I’m not nominating the flight I’m on right now to be replaced by an A350 (though I do find it odd why Sydney is the only route Cathay Pacific operates to Australia that is operated solely by non-WiFi equipped aircraft – if anything, I think the A330 route can be replaced by an A350, while the Brisbane route doesn’t need an A350 as much). I’m just sitting in my seat thinking “hey, I probably really wouldn’t be enjoying this daytime flight if it was twice as long, and I was traveling to New York”.

Bottom Line

On one hand I’m just ranting – I still managed to be somewhat productive over the past few hours, and I’m just finding myself something to do whilst I’ve loaded up my editor for the flight. Add on to the fact that I haven’t really had the time to talk to anyone over the past week, and I’m really wishing that I had the option of onboard WiFi, as I’m kind of longing for some kind of company (in this case, over text). Sure, my family’s onboard, but they’re all asleep or watching movies (anyone who’s known me for more than a day knows that I’m not a movie/TV person). So instead I spent my time working and pondering over which flights are really in need of onboard WiFi.

I’m happy that Cathay Pacific made the investment to install onboard WiFi onboard their A350s. I like the pricing system, and I’ve heard that it’s fast. It’s just that I believe daytime flights between business cities (New York, London Heathrow, Los Angeles, Chicago) of 13+ hours would benefit most from onboard WiFi, and currently it looks like more “leisure” European cities (*ahem* Zurich *ahem* Brussels) with nighttime outbound flights are getting priority, as the A350 can operate these routes more efficiently.

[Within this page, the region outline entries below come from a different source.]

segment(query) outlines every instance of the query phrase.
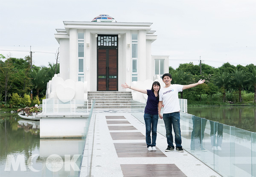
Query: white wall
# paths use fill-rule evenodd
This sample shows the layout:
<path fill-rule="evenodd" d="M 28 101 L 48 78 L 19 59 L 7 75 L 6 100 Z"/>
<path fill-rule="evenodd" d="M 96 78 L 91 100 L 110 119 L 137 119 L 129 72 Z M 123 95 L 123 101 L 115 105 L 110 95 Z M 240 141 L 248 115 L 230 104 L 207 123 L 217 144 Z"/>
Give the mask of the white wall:
<path fill-rule="evenodd" d="M 40 119 L 40 138 L 81 137 L 87 118 L 42 118 Z"/>
<path fill-rule="evenodd" d="M 60 39 L 60 77 L 69 78 L 69 39 Z"/>

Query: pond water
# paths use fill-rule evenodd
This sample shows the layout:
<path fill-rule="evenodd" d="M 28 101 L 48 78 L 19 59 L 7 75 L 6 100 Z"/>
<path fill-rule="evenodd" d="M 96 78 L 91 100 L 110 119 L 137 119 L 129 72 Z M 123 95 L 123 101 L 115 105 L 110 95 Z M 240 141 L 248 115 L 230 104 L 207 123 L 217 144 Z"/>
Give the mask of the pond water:
<path fill-rule="evenodd" d="M 84 140 L 40 139 L 40 121 L 0 113 L 0 176 L 77 176 Z"/>
<path fill-rule="evenodd" d="M 188 113 L 244 130 L 256 132 L 256 107 L 188 107 Z"/>

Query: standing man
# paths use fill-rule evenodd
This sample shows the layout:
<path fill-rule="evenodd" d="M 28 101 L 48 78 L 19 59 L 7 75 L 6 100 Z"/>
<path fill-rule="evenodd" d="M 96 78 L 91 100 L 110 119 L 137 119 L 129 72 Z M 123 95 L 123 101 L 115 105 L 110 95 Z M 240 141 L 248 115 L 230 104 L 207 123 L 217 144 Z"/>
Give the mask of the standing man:
<path fill-rule="evenodd" d="M 172 128 L 172 125 L 175 134 L 176 151 L 183 152 L 184 150 L 181 145 L 181 135 L 180 125 L 180 108 L 179 103 L 178 93 L 182 91 L 183 90 L 192 88 L 203 84 L 205 80 L 200 79 L 198 83 L 189 85 L 171 84 L 172 75 L 169 73 L 163 75 L 162 79 L 166 86 L 161 89 L 159 91 L 158 114 L 160 119 L 163 119 L 166 131 L 166 139 L 168 146 L 165 151 L 170 151 L 174 150 Z M 163 104 L 164 105 L 164 107 L 162 116 L 161 115 L 161 109 Z"/>

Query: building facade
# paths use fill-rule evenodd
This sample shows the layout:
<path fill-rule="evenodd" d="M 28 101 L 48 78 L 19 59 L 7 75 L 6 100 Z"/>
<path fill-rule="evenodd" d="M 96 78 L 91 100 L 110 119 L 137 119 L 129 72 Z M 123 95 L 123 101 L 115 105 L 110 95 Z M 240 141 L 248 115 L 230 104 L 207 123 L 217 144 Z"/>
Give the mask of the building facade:
<path fill-rule="evenodd" d="M 102 15 L 92 21 L 64 21 L 56 29 L 60 73 L 86 82 L 87 91 L 122 91 L 121 84 L 155 80 L 169 73 L 169 56 L 152 56 L 151 23 L 117 22 Z"/>

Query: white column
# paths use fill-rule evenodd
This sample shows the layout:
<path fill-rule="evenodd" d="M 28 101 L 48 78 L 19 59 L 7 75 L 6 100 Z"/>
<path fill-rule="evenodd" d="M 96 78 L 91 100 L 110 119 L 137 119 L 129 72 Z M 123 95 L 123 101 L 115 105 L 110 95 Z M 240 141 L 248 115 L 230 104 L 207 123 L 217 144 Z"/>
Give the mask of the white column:
<path fill-rule="evenodd" d="M 138 34 L 138 81 L 146 79 L 146 32 L 139 30 Z"/>
<path fill-rule="evenodd" d="M 131 58 L 131 31 L 126 32 L 125 39 L 124 42 L 124 50 L 125 51 L 125 67 L 124 69 L 123 73 L 124 80 L 127 82 L 128 84 L 131 84 L 131 73 L 132 73 L 132 58 Z M 128 47 L 128 45 L 129 45 Z M 125 89 L 125 90 L 126 90 Z"/>
<path fill-rule="evenodd" d="M 93 37 L 94 38 L 96 38 L 95 36 Z M 87 44 L 89 44 L 89 46 L 87 46 Z M 84 30 L 84 81 L 87 81 L 87 91 L 90 91 L 90 90 L 91 71 L 94 69 L 90 67 L 90 59 L 92 58 L 90 57 L 90 51 L 93 47 L 93 42 L 92 41 L 91 41 L 90 32 L 86 29 Z"/>
<path fill-rule="evenodd" d="M 70 29 L 70 79 L 78 81 L 78 56 L 77 29 Z"/>
<path fill-rule="evenodd" d="M 146 67 L 146 79 L 154 80 L 153 77 L 154 75 L 154 68 L 152 67 L 154 65 L 154 60 L 152 60 L 152 55 L 151 55 L 151 41 L 150 40 L 147 40 L 146 41 L 146 62 L 147 62 L 147 67 Z M 151 68 L 153 68 L 152 70 Z"/>

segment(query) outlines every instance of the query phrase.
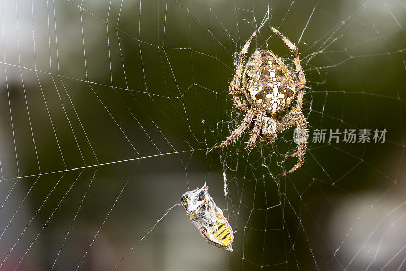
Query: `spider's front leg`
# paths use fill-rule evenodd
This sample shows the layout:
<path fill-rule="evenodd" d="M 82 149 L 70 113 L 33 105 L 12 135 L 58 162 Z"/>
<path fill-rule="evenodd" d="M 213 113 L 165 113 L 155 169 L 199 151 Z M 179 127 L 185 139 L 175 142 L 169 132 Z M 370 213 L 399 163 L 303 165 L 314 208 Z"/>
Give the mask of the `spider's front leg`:
<path fill-rule="evenodd" d="M 295 109 L 292 109 L 284 117 L 282 122 L 277 125 L 276 129 L 278 131 L 282 131 L 294 125 L 297 127 L 296 138 L 297 151 L 293 154 L 283 154 L 282 156 L 285 157 L 297 157 L 298 161 L 293 167 L 285 173 L 280 174 L 278 177 L 284 176 L 292 173 L 304 163 L 304 154 L 307 149 L 307 132 L 306 119 L 303 114 Z"/>
<path fill-rule="evenodd" d="M 245 98 L 244 92 L 241 90 L 241 89 L 240 88 L 240 85 L 241 82 L 241 74 L 243 72 L 243 66 L 244 63 L 244 56 L 245 56 L 246 53 L 247 53 L 247 50 L 248 50 L 248 47 L 250 46 L 251 41 L 255 35 L 257 35 L 257 32 L 258 30 L 255 30 L 252 35 L 251 35 L 251 37 L 250 37 L 250 38 L 248 39 L 245 43 L 244 46 L 243 46 L 241 52 L 240 52 L 240 54 L 238 56 L 238 61 L 237 62 L 237 69 L 235 71 L 235 74 L 234 75 L 232 80 L 230 82 L 230 86 L 228 87 L 230 92 L 232 95 L 234 103 L 235 104 L 235 106 L 240 110 L 247 111 L 250 109 L 249 104 L 242 104 L 241 101 L 240 100 L 241 98 Z"/>
<path fill-rule="evenodd" d="M 268 143 L 276 139 L 276 122 L 270 117 L 264 117 L 263 124 L 262 127 L 262 137 Z"/>

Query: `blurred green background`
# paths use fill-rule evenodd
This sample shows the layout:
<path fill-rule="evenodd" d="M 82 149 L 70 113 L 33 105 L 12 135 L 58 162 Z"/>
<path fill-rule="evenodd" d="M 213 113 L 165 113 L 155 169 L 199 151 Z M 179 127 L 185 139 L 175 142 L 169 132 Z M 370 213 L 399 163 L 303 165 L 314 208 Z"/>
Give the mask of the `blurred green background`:
<path fill-rule="evenodd" d="M 1 9 L 0 269 L 406 268 L 404 1 Z M 254 30 L 247 55 L 272 50 L 294 67 L 270 26 L 297 45 L 307 80 L 307 162 L 281 178 L 293 128 L 250 155 L 248 133 L 211 149 L 242 119 L 228 85 Z M 364 128 L 385 142 L 312 142 L 315 129 Z M 205 182 L 232 253 L 179 206 L 149 231 Z"/>

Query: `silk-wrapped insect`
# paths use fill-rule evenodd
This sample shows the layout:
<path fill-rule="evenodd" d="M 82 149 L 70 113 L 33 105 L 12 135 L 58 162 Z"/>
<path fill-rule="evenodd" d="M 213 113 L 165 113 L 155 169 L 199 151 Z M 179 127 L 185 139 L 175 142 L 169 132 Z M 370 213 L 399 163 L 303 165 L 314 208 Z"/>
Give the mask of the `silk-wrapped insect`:
<path fill-rule="evenodd" d="M 181 198 L 189 218 L 209 244 L 232 251 L 232 229 L 213 198 L 206 184 L 201 188 L 186 192 Z"/>

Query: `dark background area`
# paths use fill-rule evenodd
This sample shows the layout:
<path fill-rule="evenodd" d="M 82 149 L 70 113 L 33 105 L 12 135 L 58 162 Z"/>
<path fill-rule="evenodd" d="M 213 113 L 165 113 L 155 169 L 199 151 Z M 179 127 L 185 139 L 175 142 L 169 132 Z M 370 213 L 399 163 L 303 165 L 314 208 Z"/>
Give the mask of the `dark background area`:
<path fill-rule="evenodd" d="M 404 1 L 34 2 L 1 6 L 0 269 L 406 268 Z M 307 161 L 280 178 L 293 128 L 249 155 L 248 133 L 211 149 L 243 117 L 228 86 L 254 30 L 246 59 L 294 68 L 271 26 L 307 80 Z M 233 252 L 179 206 L 156 224 L 205 182 Z"/>

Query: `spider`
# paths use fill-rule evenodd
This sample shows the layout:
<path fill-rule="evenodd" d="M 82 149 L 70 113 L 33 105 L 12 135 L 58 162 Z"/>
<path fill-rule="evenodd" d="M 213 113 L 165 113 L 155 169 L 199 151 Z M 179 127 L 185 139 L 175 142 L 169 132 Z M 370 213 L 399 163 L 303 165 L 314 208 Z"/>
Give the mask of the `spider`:
<path fill-rule="evenodd" d="M 249 128 L 252 130 L 252 133 L 245 150 L 249 153 L 258 138 L 268 143 L 273 142 L 277 138 L 276 132 L 282 132 L 295 125 L 297 127 L 297 151 L 292 154 L 282 156 L 297 157 L 298 161 L 289 171 L 278 175 L 280 177 L 293 172 L 304 163 L 306 119 L 301 109 L 306 79 L 300 66 L 297 48 L 277 29 L 273 27 L 270 27 L 270 29 L 292 50 L 297 76 L 293 71 L 291 73 L 272 52 L 257 51 L 250 57 L 245 66 L 242 78 L 243 87 L 240 88 L 244 56 L 258 30 L 254 32 L 240 53 L 236 72 L 228 88 L 237 108 L 247 111 L 245 117 L 227 139 L 213 148 L 221 148 L 233 142 Z M 296 94 L 296 107 L 289 107 Z M 248 103 L 242 104 L 241 98 Z M 280 114 L 284 111 L 286 114 L 281 117 Z"/>

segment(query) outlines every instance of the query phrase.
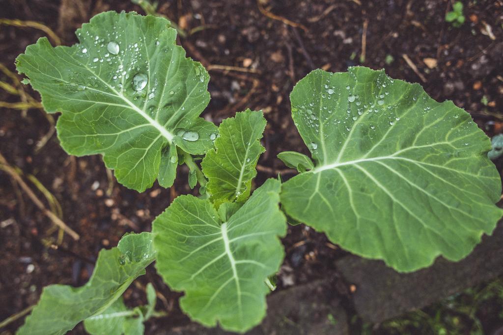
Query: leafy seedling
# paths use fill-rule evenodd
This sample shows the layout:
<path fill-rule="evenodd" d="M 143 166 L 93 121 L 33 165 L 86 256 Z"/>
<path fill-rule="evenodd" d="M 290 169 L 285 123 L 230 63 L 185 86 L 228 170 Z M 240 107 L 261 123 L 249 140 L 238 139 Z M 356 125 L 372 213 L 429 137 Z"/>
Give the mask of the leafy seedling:
<path fill-rule="evenodd" d="M 439 256 L 464 257 L 501 216 L 491 146 L 469 115 L 366 67 L 316 70 L 297 83 L 292 117 L 311 157 L 281 153 L 300 173 L 252 193 L 264 115 L 247 109 L 218 129 L 200 118 L 209 76 L 176 35 L 161 18 L 106 12 L 77 31 L 79 44 L 53 48 L 42 38 L 18 57 L 45 109 L 61 113 L 67 152 L 103 155 L 119 182 L 140 191 L 156 179 L 170 186 L 185 164 L 202 195 L 176 198 L 152 234 L 126 235 L 101 252 L 84 286 L 45 288 L 19 333 L 62 334 L 83 320 L 92 333 L 141 333 L 158 314 L 155 292 L 132 309 L 121 297 L 156 258 L 192 319 L 243 332 L 265 315 L 287 217 L 410 272 Z"/>
<path fill-rule="evenodd" d="M 316 70 L 290 95 L 314 168 L 285 182 L 287 214 L 399 271 L 465 257 L 501 216 L 490 145 L 470 115 L 365 67 Z"/>
<path fill-rule="evenodd" d="M 76 156 L 101 154 L 117 180 L 138 191 L 176 176 L 176 147 L 204 154 L 212 123 L 209 76 L 185 58 L 162 18 L 107 12 L 76 31 L 80 43 L 52 47 L 46 38 L 16 59 L 48 113 L 61 112 L 58 137 Z"/>
<path fill-rule="evenodd" d="M 453 27 L 459 28 L 465 23 L 465 16 L 463 15 L 463 3 L 457 1 L 452 6 L 452 11 L 445 16 L 445 21 L 449 22 Z"/>
<path fill-rule="evenodd" d="M 40 300 L 17 333 L 64 334 L 90 318 L 92 328 L 99 326 L 93 320 L 105 311 L 120 307 L 121 302 L 116 301 L 133 280 L 145 273 L 155 255 L 150 233 L 125 235 L 116 248 L 100 252 L 93 275 L 83 286 L 44 288 Z"/>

I’m really hoping that Cathay Pacific either:

  • gets on with installing WiFi onboard some of their 777s – that would be an investment I’m pretty sure a lot of business travelers would appreciate
  • employs at least one A350 on some of their 16-hour daytime flights to New York (JFK) and Chicago, and some of their more prestigious routes such as London Heathrow, as they continue to take delivery of new planes

I mean, I’m writing from a fully reclined seat in a really good business class hard product, so at least I have the option to nap, or at least just lay in my seat. I’m imagining that some people seated a few rows behind in economy would appreciate onboard WiFi more than I would at this point in time.

How far off base am I? Do you value onboard WiFi on daytime flights as much as I do?

1 comment

  1. Out of Cathay’s entire network, I think that Toronto needed the A350 the most. While CX does use the A350 to YVR, CX does not allow booking of YYZ-HKG through YVR on CX856/859 so if we want to try the A350 going from Toronto, it would be two separate bookings and that the YYZ-YVR leg is very expensive as on all Canadian domestic flights. While CX also uses/will use the A350 to SFO, EWR, and IAD, going through US CBP from anywhere without US pre-clearance is a pain and that the security in US airports is a very frustrating experience, which cancels out the overall positive experience on the A350. I have read about what you said about the seat padding on the A350, but I think that is very much a non-issue because the higher cabin pressure, humidity, and better cabin design and better lighting cancels out any flaws on the seat itself. I find the 777 cabin very outdated and the lower cabin pressure/humidity, yellowish cabin lighting, and louder cabin noise really makes the whole experience on the 777 negative. So to conclude, going from Toronto to Hong Kong, we’re out of luck when it comes to newer airplanes. I think CX really needs a better and more transparent management that is actually willing to listen to customers’ suggestions, because frankly, I have seen on their Twitter page about other people asking when Toronto will get the A350, CX just never replies. It’s bad to leave customers in the dark. And it’s so unfair for Toronto not to get the A350 while nearby Newark gets it. Until my planned move to Vancouver in the next two years, I will go to Hong Kong from Toronto through BA and Finnair through London and Helsinki where both BA’s 787 and Finnair’s A350 are more comfortable than the CX 777, and that the food and the hard/soft product is better.